PS : On a manqué en 1982 et 1996 au niveau politique l’occasion de réfléchir sur les frontières. Du coup, non seulement on ne touche pas aux départements mais on fusionne aussi des régions entières ! On s’interdit de faire rentrer l’Oise dans la région parisienne, on fait au niveau des métropoles des recoupages sans grand sens comme à Grenoble pour atteindre la bonne taille. On ne fait pas de métropoles à l’échelle des aires urbaines, qui est la seule pertinente. Pourquoi ? Car il faut aller vite pour échapper à la malédiction des réformes territoriales qui est de ne pas les réaliser en temps voulu car elles répondent à un besoin personnel d’image politique. Cela a par exemple permis à Manuel Valls d’affirmer son image d’homme qui va vite et qui obtient des résultats, en disant à Bruxelles : « on réforme ! »
Conclusion
CB : Quelle est la plus-value de la démarche prospective en géographie ? Face aux déserts de Jacques Lévy ? Pour penser des schémas pour le futur ?
PS : Pour moi, il s’agit d’alimenter le débat, de le structurer, par des scénarios pour envisager des futurs possibles, pas probables. Est-ce qu’on les veut ? Ou est-ce qu’on veut les éviter ? Et comment s’y prend-on ?

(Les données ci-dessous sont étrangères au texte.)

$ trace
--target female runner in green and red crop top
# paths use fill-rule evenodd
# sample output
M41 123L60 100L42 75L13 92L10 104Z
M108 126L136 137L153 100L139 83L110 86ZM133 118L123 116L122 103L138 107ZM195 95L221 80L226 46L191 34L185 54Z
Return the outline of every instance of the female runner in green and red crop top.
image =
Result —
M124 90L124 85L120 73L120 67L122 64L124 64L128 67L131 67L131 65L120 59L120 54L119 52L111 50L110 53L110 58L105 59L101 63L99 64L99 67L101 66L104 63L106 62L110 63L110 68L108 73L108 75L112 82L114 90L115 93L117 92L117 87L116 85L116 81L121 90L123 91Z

JL : Vous souvenez vous des scénarios de l’inacceptable sortis en 1970 qui n’avaient pris en compte ni le tourisme, ni la périurbanisation, ni l’industrie créative et qui croyaient que c’était l’industrie lourde qui allait structurer le futur ? Ils se sont alors trompés de futur, car ils se sont trompés de présent et qu’ils n’ont pas écouté ce que les gens du présent projetaient sur le futur. On doit sortir d’une logique d’ingénieurs spatiaux qui n’ont rien à dire sur le futur et qui ne savent pas ce que la société veut ! J’ai l’impression d’avoir passé ma vie à entendre que si le prix du pétrole évoluait dans un sens ou dans le l’autre, le monde allait être bouleversé. Mais non, ce qui est décisif à ce sujet c’est la conscience écologique, dans la tête des gens et non dans les puits de pétrole. Ainsi, la prospective est très importante pour la science car elle va préparer et aider les gens à décider des futurs possibles. Et pour être efficace, elle doit connaitre les déséquilibres dynamiques dans la société. L’école est un bon endroit où le faire, pas seulement pour diffuser de la connaissance sur le futur mais parce que les jeunes seront là encore dans quelques décennies ! J’avais fait un sondage, en 1978 juste avant l’élection législative en Seine Saint Denis lorsque j’enseignais, à vote secret dans une classe de 3ème sur ce que voulait voter les élèves. Et j’ai été surpris que les écologistes obtiennent 35% des voix ! Cela nous permet de comprendre comment on peut cristalliser les attentes, les attentions, les désirs et les aspirations pour travailler sur le futur.
PS : C’est important de repérer les signaux faibles pertinents dans le présent pour l’avenir.